Il fondatore di Piquadro Palmieri

Si è definito un ragazzo un po’ discolo. Ma Marco Palmieri, ceo di Piquadro, marchio che significa un gruppo (Piquadro, The Bridge e Lancel) da 149,4 milioni di euro, quotato in Borsa dal 2007, ha dimostrato che la sua giovanile irrequietezza andava di pari passo con disciplina e creatività. E passione.

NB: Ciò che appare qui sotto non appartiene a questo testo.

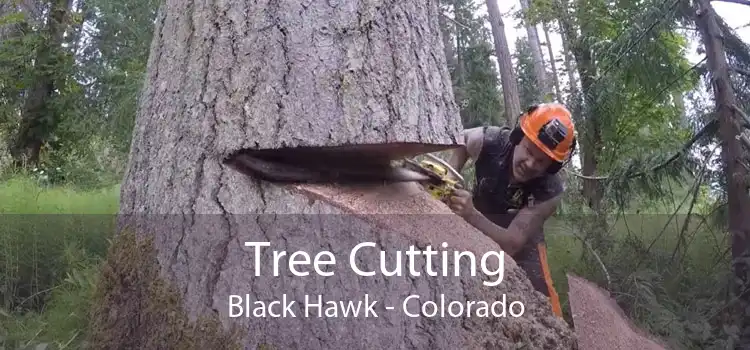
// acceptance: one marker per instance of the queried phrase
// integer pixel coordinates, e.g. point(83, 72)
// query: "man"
point(511, 166)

Le origini di Piquadro risalgono al 1987 quando Palmieri fondò la sua azienda che inizialmente produceva in conto terzi sull’Appennino Tosco-emiliano, a metà strada tra Bologna e Firenze, dove tuttora si trova il quartier generale nell’avveniristico stabilimento in vetro e cemento progettato dall’architetto Karim Azzabi.

Da dove parte la storia?

«Mi occupavo di altro, studiavo informatica, agli inizi della microinformatica. Contemporaneamente ho iniziato a vendere prodotti di pelletteria per una aziendina. Mi sono reso conto che il pellame veniva tagliato in un modo antico, ancora con le fustelle che si usavano mille anni fa mentre c’erano delle tecnologie per tagliare il tessuto molto evolute. Ho iniziato così a lavorare, con le competenze da informatico che avevo acquisito, a un sistema automatizzato del taglio dei pellami. Ho portato avanti questo doppio lavoro: da una parte collaboravo con le aziende di pelletterie e dall’altra parte mettevo a punto questo sistema che ho poi realizzato e venduto a una grossa azienda del settore. Da quel momento mi sono dedicato anima e cuore alla pelletteria».

Esperienza sul campo.

«Esattamente. L’altro momento importante è stato quando abbiamo deciso di fare una linea nostra, appunto Piquadro. Mi sono concentrato su una linea che avesse una identità tecnologica. Allora le borse da uomo erano legate al cuoio e alla pelle. Noi dovevamo fare altro, cose funzionali, portacomputer che 25 anni fa non esistevano. Ci siamo rivolti, sia come funzione d’uso che come aspetto, ai tecnologi, agli ingegneri, agli informatici, in pratica, il nostro mondo. Abbiamo quindi studiato l’azienda su di noi, gente che amava la tecnologia, la funzionalità e la cultura del progetto. Conoscere il target ci ha dato un indubbio vantaggio».